Here's the thing though - did you notice that almost every other domain controller in the domain had SRV records registered in the Arlington site, except for the domain controller in Amsterdam that our member server actually authenticated to!?
This is getting kinda' nuts. So what else, besides the DNS query, does a member server perform in order to locate a suitable domain controller?
So after a client does a DNS query for _ldap._tcp.SITENAME._sites.ForestDnsZones.domain.com, and gets a response, the client then begins to do LDAP queries against the DCs given in the DNS response to make sure that the DCs are alive and servicing requests. If you want to see this for yourself, I recommend starting Wireshark, and then restarting the NetLogon service while the capture is running. If it turns out that none of the DCs in the list that was returned by the site-specific DNS query is responding to your LDAP queries, then the client has to back up and try again with a domain-wide query.

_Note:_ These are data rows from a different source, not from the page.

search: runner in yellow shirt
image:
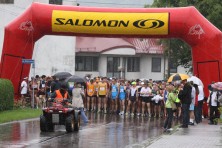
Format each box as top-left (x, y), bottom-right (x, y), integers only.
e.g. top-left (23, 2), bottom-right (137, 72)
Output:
top-left (94, 77), bottom-right (100, 110)
top-left (86, 79), bottom-right (95, 111)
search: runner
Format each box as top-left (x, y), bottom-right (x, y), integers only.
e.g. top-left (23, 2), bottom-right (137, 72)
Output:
top-left (97, 78), bottom-right (107, 113)
top-left (38, 75), bottom-right (46, 107)
top-left (86, 79), bottom-right (95, 111)
top-left (110, 78), bottom-right (119, 113)
top-left (93, 77), bottom-right (100, 111)
top-left (140, 83), bottom-right (152, 116)
top-left (125, 82), bottom-right (137, 116)
top-left (119, 81), bottom-right (126, 115)
top-left (20, 77), bottom-right (28, 107)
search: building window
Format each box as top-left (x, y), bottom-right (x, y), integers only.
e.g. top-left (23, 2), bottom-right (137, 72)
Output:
top-left (75, 56), bottom-right (99, 71)
top-left (107, 57), bottom-right (120, 78)
top-left (0, 0), bottom-right (14, 4)
top-left (49, 0), bottom-right (62, 5)
top-left (152, 57), bottom-right (161, 72)
top-left (127, 57), bottom-right (140, 72)
top-left (169, 60), bottom-right (177, 73)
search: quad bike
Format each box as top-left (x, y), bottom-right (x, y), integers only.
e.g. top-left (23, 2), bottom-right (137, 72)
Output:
top-left (40, 100), bottom-right (80, 132)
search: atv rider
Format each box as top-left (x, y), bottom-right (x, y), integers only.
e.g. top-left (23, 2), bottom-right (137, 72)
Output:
top-left (50, 84), bottom-right (71, 104)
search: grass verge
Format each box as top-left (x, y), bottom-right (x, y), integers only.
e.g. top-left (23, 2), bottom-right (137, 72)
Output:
top-left (0, 108), bottom-right (42, 124)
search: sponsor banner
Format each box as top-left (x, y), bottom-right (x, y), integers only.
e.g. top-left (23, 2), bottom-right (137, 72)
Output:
top-left (52, 10), bottom-right (169, 35)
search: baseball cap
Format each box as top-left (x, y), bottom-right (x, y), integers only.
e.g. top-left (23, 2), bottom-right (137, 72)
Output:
top-left (131, 81), bottom-right (136, 85)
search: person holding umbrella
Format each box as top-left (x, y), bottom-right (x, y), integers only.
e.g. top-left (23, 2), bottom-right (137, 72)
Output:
top-left (178, 79), bottom-right (192, 128)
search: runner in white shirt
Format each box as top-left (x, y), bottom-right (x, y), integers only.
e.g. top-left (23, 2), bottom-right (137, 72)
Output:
top-left (20, 77), bottom-right (28, 107)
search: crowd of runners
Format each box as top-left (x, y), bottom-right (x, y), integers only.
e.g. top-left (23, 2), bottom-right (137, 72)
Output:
top-left (20, 75), bottom-right (207, 118)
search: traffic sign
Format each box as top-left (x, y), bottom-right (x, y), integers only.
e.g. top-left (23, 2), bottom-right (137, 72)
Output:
top-left (22, 59), bottom-right (35, 64)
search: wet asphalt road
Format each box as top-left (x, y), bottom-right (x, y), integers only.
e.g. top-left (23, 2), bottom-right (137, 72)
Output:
top-left (0, 112), bottom-right (179, 148)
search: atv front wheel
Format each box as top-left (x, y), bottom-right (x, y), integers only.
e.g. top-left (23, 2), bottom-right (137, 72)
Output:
top-left (65, 115), bottom-right (74, 133)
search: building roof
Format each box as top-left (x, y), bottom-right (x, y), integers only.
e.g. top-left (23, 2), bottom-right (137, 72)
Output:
top-left (76, 37), bottom-right (163, 54)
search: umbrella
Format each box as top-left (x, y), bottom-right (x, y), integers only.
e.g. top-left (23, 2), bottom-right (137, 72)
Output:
top-left (53, 72), bottom-right (72, 80)
top-left (167, 73), bottom-right (189, 82)
top-left (211, 82), bottom-right (222, 90)
top-left (65, 75), bottom-right (86, 87)
top-left (187, 76), bottom-right (204, 87)
top-left (208, 84), bottom-right (213, 91)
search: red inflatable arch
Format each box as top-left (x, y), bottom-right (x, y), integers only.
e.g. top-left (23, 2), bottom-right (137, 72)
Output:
top-left (0, 3), bottom-right (222, 97)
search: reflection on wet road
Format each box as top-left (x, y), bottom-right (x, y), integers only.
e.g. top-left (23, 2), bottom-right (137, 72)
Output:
top-left (0, 113), bottom-right (178, 148)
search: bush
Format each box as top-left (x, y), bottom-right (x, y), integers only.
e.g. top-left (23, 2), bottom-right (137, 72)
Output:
top-left (0, 79), bottom-right (14, 111)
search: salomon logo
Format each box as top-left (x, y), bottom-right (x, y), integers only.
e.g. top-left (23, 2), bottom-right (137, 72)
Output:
top-left (133, 19), bottom-right (164, 29)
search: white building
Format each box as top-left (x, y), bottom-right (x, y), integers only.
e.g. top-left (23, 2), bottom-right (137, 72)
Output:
top-left (0, 0), bottom-right (185, 80)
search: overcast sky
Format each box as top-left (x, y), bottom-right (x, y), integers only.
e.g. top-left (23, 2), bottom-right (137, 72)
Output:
top-left (75, 0), bottom-right (153, 8)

And that is what was happening. The client, server01, was getting a list of DCs for its site, even ones that were erroneously there, but I confirmed that it was unable to contact any of those domain controllers over port 389. So after that failed, the server was forced to try again with a domain-wide query, where it finally found one domain controller that it could perform an LDAP query on... a domain controller in Amsterdam.
Moral of the story: Always blame the network guys.